Country Music Comes of Age - Meridian

Meridian’s Jimmie Rodgers Day festivals of the 1950s, the first held May 26,1953, became known as National Country Music Days, marking a turning point in the nation’s enthusiasm for country music. Stars and fans from every country music style, from old-time hillbilly to pop balladry and rockabilly, came together in this celebration of music that was to win fans around the world.

In 1953, as the twentieth anniversary of Jimmie Rodgers’ death on May 26th approached, his musical heirs, along with his family and citizens of his hometown of Meridian, set out to honor his memory in a way that would further his legacy. Country stars Ernest Tubb and Hank Snow, both fans and acolytes of Jimmie’s music whose careers had been helped along by his widow, Carrie Rodgers, initiated a project to have a Jimmie Rodgers monument designed and erected. They planned to stage a “huge,” well-publicized country music show as the monument was unveiled. The Meridian Star newspaper and Meridian city council were already planning to celebrate Meridian’s history as a railway center with the dedication of a steam locomotive to the deceased railroad men of the town; combined, they would be called officially “Jimmie Rodgers and Railroadmen Memorial Day,” but the event would have significance that was much broader. It would be a milestone in country music history.

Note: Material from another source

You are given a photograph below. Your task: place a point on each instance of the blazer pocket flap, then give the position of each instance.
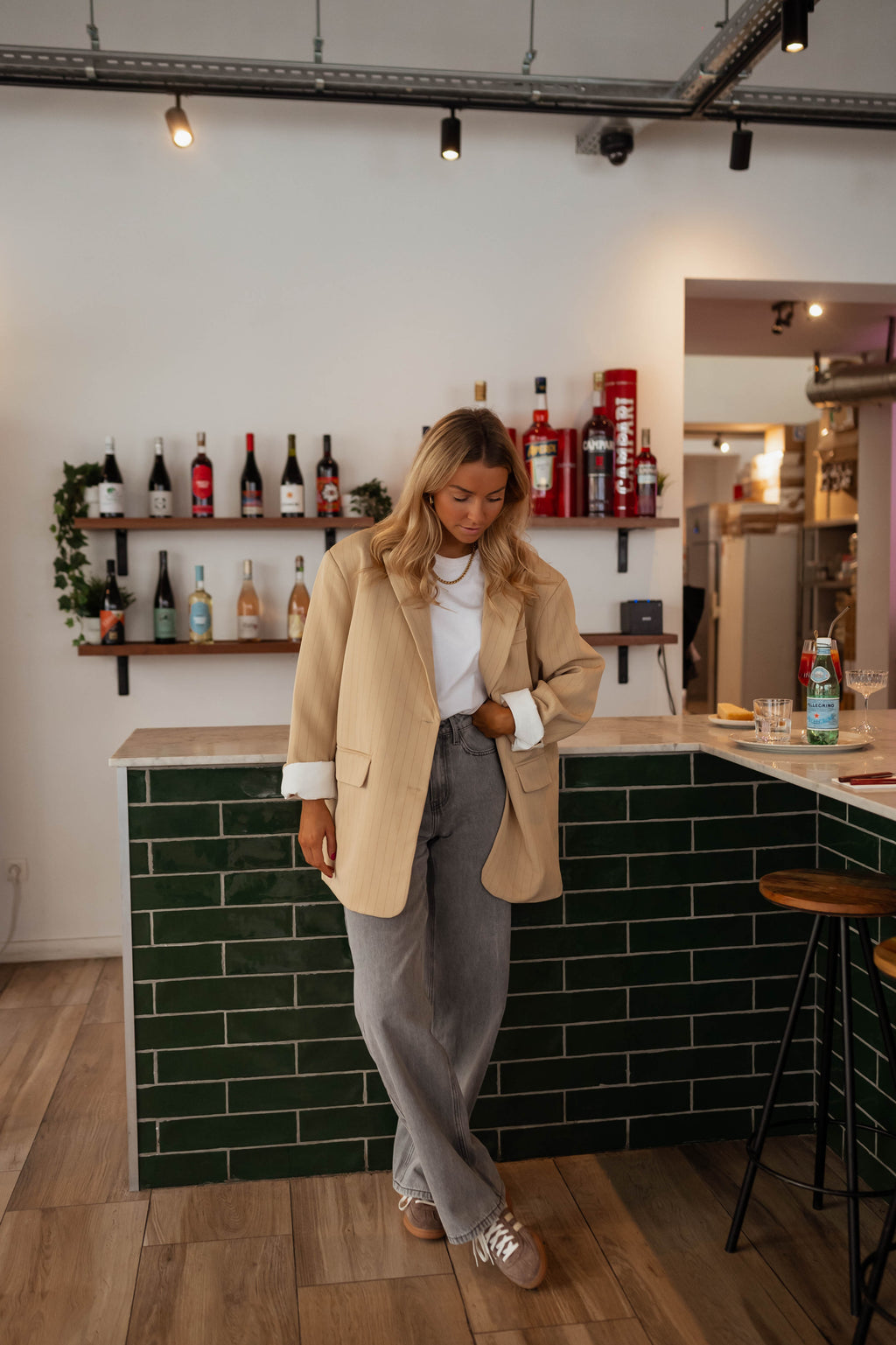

In Jimmie Rodgers, the global industry developing and gelling around country music in the 1950s found a father figure who’d stood for bringing the rural and urban together, for modernizing the music but never forgetting the folks down home. What he was about, country music was now about. Performers from every far-flung flavor of country came to Meridian to perform that day: Hank Thompson, Leon McAuliffe and Tommy Duncan from Western Swing; Lefty Frizzell, Jimmie Dickens, and Webb Pierce from honky tonk; Jim Reeves, Marty Robbins and George Morgan representing the rising new country pop sounds, and such traditional country legends as A.P. Sara, and Maybelle Carter, Bill and Charlie Monroe, Jimmie Davis, and Roy Acuff. In the years that followed, Elvis Presley, Johnny Cash and others would add the new rockabilly sounds. Tens of thousands of country music fans filled the streets of Meridian for the parades and shows that became annual events for decades to come.

In effectively and deliberately demonstrating country music’s strength and reach, in presenting it as a worthy and dignified addition to American culture with a history worth noting as well as a promising future, The Jimmie Rodgers Festivals paved the way for such developments as the Country Music Association and its later “Fan Fair” festivals, and the Country Music Hall of Fame. For country music, the festivals’ advent in these streets in 1953 was a moment of self-recognition and acceptance—of coming of age.